This can create tax advantages compared to traditional passive real estate investments.
Depending on individual circumstances and tax status, active participation may allow investors to utilize losses more effectively.
Every investor should consult a qualified CPA regarding their specific situation, but many Airbnb owners discover opportunities that traditional landlords cannot access.
This is one reason Airbnb remains attractive even when short-term rental markets become more competitive.
Cost Segregation and Wealth Building
One of the reasons Chris has frequently discussed cost segregation throughout the newsletter is because it allows investors to accelerate wealth creation.
Imagine two investors who own identical properties.
One uses traditional depreciation.
The other completes a cost segregation study.
The investor utilizing cost segregation often receives significantly larger tax deductions earlier.
Those tax savings can then be reinvested.
Over time, that difference compounds.
The result may be:
• More properties acquired
• Faster debt reduction
• Greater cash flow
• Higher net worth
This is why many sophisticated real estate investors utilize cost segregation whenever appropriate.
Katie's Airbnb Example
Our daughter Katie recently closed on another Airbnb property.
Her purchase price was approximately $280,000.
The property is projected to generate approximately $3,000 per month in rental income.
If managed properly, the property has the potential to provide:
• Monthly cash flow
• Principal reduction
• Appreciation
• Tax benefits
• Long-term equity growth
Adding a properly executed cost segregation study could further improve overall returns by increasing depreciation deductions during the early years of ownership.
This illustrates why many real estate investors continue focusing on Airbnb properties despite changes in the market.
The combination of income, appreciation, leverage, and tax benefits remains powerful.
Final Thoughts on Airbnb Investing
The most successful Airbnb investors understand that profitability is created through execution.
They focus on:
• Guest experience
• Reviews
• Dynamic pricing
• Marketing
• Systems
• Tax planning
• Long-term ownership
Airbnb investing is no longer a passive activity.
However, for investors willing to treat it like a business, the rewards can still be substantial.
When combined with intelligent tax strategies such as cost segregation, Airbnb properties can become powerful vehicles for long-term wealth creation.
The investors who understand both operations and tax strategy often achieve the greatest success.
As always, focus on buying quality properties, maintaining adequate reserves, managing risk appropriately, and thinking long term.
The combination of cash flow, appreciation, debt reduction, and tax savings remains one of the most effective wealth-building strategies available today.
💼 PART 3: PORTFOLIO REVIEW
Chris McLaughlin – Morgan Stanley Portfolio
Chris continues to maintain a diversified portfolio of technology leaders, artificial intelligence beneficiaries, aerospace companies, consumer franchises, and energy infrastructure investments. His focus remains on owning dominant businesses with strong competitive advantages and long-term growth potential.
Alphabet (GOOG)
Closing Price: $358.16 | Gain: +108.53%
Average Analyst Rating: Strong Buy
Chris's Rating: Strong Buy
Chris owns Alphabet because he believes artificial intelligence will strengthen Google's dominant position in search, cloud computing, YouTube, and digital advertising. The company generates enormous cash flow and continues investing aggressively in AI technologies that could drive growth for years.

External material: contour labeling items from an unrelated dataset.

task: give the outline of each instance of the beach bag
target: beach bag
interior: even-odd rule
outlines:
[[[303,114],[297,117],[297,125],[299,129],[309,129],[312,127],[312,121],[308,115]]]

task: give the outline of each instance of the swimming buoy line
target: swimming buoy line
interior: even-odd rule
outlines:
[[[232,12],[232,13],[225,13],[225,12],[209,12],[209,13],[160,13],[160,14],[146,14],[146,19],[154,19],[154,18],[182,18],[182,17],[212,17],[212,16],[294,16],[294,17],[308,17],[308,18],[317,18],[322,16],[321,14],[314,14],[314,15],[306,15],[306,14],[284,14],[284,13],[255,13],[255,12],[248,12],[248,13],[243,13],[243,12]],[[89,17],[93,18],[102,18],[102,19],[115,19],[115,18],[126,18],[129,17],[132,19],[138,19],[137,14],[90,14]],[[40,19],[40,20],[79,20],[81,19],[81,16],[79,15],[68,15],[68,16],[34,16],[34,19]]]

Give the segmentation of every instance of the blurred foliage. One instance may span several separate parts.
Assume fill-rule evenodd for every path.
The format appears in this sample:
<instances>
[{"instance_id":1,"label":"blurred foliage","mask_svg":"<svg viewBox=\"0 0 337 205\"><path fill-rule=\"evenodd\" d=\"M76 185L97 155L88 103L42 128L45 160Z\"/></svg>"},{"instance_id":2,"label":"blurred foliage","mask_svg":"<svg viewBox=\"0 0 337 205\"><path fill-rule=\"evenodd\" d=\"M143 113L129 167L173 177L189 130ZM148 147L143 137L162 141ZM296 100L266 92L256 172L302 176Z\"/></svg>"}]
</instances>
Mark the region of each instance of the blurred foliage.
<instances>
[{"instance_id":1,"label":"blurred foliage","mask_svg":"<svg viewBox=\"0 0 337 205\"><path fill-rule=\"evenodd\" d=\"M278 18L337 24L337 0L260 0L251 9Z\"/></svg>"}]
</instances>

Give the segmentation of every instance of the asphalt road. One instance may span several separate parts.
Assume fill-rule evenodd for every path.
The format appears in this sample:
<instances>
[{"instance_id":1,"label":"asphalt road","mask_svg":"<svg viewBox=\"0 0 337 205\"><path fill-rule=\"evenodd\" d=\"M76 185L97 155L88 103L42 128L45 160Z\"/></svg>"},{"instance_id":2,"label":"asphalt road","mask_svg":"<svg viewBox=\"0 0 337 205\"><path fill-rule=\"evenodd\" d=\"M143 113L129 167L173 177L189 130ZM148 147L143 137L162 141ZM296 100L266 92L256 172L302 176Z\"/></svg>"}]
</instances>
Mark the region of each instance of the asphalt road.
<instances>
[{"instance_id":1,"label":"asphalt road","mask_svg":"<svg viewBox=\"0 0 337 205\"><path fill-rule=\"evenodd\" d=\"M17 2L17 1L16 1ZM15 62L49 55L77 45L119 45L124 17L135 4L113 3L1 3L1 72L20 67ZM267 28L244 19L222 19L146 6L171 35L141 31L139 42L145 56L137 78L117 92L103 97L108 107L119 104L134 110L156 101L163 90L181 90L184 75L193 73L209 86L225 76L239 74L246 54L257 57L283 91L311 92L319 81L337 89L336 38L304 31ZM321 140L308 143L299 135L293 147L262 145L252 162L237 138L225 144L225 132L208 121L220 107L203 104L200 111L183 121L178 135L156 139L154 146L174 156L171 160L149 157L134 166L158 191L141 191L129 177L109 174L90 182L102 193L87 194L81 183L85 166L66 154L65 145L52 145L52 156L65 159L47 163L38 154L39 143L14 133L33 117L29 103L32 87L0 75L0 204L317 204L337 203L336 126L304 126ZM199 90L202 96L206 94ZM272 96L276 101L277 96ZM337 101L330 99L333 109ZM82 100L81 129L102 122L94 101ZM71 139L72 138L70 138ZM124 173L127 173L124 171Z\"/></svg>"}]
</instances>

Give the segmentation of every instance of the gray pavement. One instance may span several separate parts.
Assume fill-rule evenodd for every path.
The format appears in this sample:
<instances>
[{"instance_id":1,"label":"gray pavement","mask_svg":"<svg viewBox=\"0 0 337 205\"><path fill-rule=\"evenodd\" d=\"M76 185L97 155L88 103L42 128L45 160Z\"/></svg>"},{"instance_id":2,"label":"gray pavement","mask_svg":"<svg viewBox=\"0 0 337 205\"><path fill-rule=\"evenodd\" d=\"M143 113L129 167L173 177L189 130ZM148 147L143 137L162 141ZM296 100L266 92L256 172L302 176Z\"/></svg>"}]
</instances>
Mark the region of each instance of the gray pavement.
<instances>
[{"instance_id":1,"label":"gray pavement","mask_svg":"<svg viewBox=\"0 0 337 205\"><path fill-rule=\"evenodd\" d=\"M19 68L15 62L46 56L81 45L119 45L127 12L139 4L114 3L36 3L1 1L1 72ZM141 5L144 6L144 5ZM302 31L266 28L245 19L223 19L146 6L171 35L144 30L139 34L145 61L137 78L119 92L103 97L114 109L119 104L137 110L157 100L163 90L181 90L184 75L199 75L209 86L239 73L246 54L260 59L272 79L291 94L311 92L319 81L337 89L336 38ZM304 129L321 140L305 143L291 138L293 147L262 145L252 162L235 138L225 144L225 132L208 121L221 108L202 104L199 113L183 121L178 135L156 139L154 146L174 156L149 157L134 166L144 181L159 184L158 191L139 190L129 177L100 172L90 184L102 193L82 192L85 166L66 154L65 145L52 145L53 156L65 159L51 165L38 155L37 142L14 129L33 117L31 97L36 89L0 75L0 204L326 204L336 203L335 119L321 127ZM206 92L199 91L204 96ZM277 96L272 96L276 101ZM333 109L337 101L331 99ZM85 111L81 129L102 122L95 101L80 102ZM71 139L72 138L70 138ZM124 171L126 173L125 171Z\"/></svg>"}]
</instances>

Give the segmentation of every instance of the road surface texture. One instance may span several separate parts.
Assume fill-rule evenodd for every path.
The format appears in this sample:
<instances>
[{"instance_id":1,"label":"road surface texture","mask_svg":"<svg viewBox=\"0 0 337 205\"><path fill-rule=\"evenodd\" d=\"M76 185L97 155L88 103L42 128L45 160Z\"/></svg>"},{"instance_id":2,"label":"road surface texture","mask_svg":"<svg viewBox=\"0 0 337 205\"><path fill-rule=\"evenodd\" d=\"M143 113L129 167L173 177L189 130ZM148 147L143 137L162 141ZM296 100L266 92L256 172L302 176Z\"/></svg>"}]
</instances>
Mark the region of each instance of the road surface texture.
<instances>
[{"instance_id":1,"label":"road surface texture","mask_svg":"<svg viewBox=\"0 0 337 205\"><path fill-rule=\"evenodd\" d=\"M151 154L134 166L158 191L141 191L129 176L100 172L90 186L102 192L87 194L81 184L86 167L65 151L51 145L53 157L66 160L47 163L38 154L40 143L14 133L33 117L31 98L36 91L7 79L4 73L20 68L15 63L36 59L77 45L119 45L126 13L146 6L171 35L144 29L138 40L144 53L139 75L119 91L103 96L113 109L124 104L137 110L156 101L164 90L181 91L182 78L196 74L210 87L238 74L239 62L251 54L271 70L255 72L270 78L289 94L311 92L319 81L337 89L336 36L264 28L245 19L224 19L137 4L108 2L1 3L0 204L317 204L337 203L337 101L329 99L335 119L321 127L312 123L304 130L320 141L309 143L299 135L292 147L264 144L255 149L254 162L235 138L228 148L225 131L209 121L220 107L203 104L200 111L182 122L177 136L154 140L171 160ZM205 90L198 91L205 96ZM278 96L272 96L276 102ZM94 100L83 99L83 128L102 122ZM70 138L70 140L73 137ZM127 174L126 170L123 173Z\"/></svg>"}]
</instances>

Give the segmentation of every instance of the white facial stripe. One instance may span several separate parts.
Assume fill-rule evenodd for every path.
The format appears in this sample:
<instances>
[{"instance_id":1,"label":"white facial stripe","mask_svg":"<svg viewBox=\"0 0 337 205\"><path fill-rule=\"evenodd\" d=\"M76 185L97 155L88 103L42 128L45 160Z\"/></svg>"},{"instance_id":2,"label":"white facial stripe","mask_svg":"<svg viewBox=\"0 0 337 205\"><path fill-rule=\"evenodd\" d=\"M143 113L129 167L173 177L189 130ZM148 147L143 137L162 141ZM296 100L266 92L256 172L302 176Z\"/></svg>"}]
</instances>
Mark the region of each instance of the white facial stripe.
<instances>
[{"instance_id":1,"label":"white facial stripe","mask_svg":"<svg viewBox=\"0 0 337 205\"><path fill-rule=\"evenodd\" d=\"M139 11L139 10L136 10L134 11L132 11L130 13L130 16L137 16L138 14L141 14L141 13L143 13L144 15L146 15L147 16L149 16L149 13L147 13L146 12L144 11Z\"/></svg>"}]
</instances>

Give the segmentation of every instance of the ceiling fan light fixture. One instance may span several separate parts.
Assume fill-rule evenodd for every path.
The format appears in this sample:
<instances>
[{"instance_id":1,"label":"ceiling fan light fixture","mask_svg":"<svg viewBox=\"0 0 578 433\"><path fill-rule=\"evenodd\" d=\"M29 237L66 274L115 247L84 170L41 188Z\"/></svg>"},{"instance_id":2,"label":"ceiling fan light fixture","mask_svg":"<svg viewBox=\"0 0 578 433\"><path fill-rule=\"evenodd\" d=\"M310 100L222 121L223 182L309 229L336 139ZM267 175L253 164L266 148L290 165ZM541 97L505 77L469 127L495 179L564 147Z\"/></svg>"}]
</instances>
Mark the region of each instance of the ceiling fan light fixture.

Alphabet is a global technology company specializing in search, cloud computing, artificial intelligence, and digital advertising.
Amazon (AMZN)
Closing Price: $238.55 | Gain: +14.68%
Average Analyst Rating: Strong Buy
Chris's Rating: Strong Buy
Chris believes Amazon remains one of the most powerful long-term growth stories in the world through AWS, e-commerce, logistics, and artificial intelligence. Multiple business segments continue generating growth opportunities and expanding profitability.
Amazon is the world's largest online retailer and one of the leading cloud computing providers.
Apple (AAPL)
Closing Price: $291.13 | Gain: +94.01%
Average Analyst Rating: Buy
Chris's Rating: Buy
Chris owns Apple because of its unmatched ecosystem, loyal customer base, and recurring services revenue. The company continues generating tremendous free cash flow while expanding into artificial intelligence and next-generation technologies.
Apple develops smartphones, computers, software, services, and consumer technology products.
Costco Wholesale (COST)
Closing Price: $982.35 | Gain: +107.50%
Average Analyst Rating: Buy
Chris's Rating: Strong Buy
Chris believes Costco has one of the strongest business models in retail because of its membership structure and customer loyalty. The company consistently delivers steady earnings growth and performs well during a variety of economic environments.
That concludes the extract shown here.